Thursday, 10 December 2009
The Monkey in my Hall of Residence
Being slightly Christmas-phobic I’ve decided to leave all tinsel related topics in the capable hands of other Strictlies less inclined to panic attacks whenever the subject of Delia’s Christmas versus Nigella’s is raised. Instead, in this post I’ll mostly be focusing on two writing relating incidents that have particularly caught my attention this week.
The first is by way of the lovely Alan Bennett, whom I shall forbear to call “that National Treasure.” In the cockle-warming "Bennett on Bennett”, broadcast last Saturday evening on BBC4, he remarked how embarrassed he always became when people told him what a nice man he was.
"When people say, you know, you're nice-natured or kind-hearted or so on, about a writer, that's never entirely true, because there's always this monkey on your shoulder, as it were, you know, watching," he says.
Though no stranger to the habit of observing life one step removed and often times wondering how long I can decently afford to leave it before wringing a story out of someone’s misfortune, I’ve always found it a slightly distasteful trait to admit to. But if Alan Bennett can own up to it on national TV then suddenly I don’t feel so bad about myself any more.

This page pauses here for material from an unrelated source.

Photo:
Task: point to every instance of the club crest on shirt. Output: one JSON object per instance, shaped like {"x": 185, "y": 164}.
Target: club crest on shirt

In fact, from here on in I intend to call the monkey on my shoulder Alan. He is slightly round-shouldered with the benign, shortsighted expression of a vicar and his favourite food is Garibaldi biscuits. What’s your monkey called?
What happened earlier this week, when an email from fellow womag writer, Womag, herself, came pinging into my inbox, turned my thoughts in a completely different direction.
I’d written a story that appeared in last month’s Fiction Feast called “Not Wild About Harry” which I’d set in what I fondly imagined to be one of those grotty rented houses we all lived in as students, that smell of damp and unemptied bins.
Womag was very nice about the story and said she’d never thought of setting a story in a Hall of Residence? A what? I spluttered – not out loud, of course. But how could she have thought this was a hall of residence? I’d imagined it clearly in my mind. A tall, Edwardian terraced house, squashed up against other tall, Edwardian terraced houses. From the outside the view is of curtains that don’t meet in the middle and a black bin takes pride of place in the four foot square front garden.
I’d written all this, hadn’t I? Surely anyone with half a brain who’d read my story would have picked up on all this description? That was when I thought that perhaps I really ought to go back to the story itself. And here is what I wrote regarding the description of the building in which the story took place: -
She’d watch him taking those big strides down the street, past the overgrown privet hedge, then up the path.
Yes. I’m a bit embarrassed now, actually.
You see, I don’t like writing descriptions of places. Frankly, I’m rubbish at it. I never remember any place I’ve visited for longer than about two hours, though I can remember a face I glimpsed in a crowd for twenty years.
But maybe I can forgive myself on this score too. Readers have imaginations. They don’t need long descriptions of settings, which they’d probably just skip anyway. The story is the thing and everything else is just gravy.
See, I knew there was a connection between the monkey and describing places. And it’s this. Don’t beat yourself up about the things you feel guilty about – hogging writing time when you should be making nourishing meals for your family, that streak of curiosity that borders on the prurient. And don’t be disparaging of the B minuses in your writing.
Be nice to yourself. It’s the season of goodwill, after all. Good heavens. Did I mention Christmas?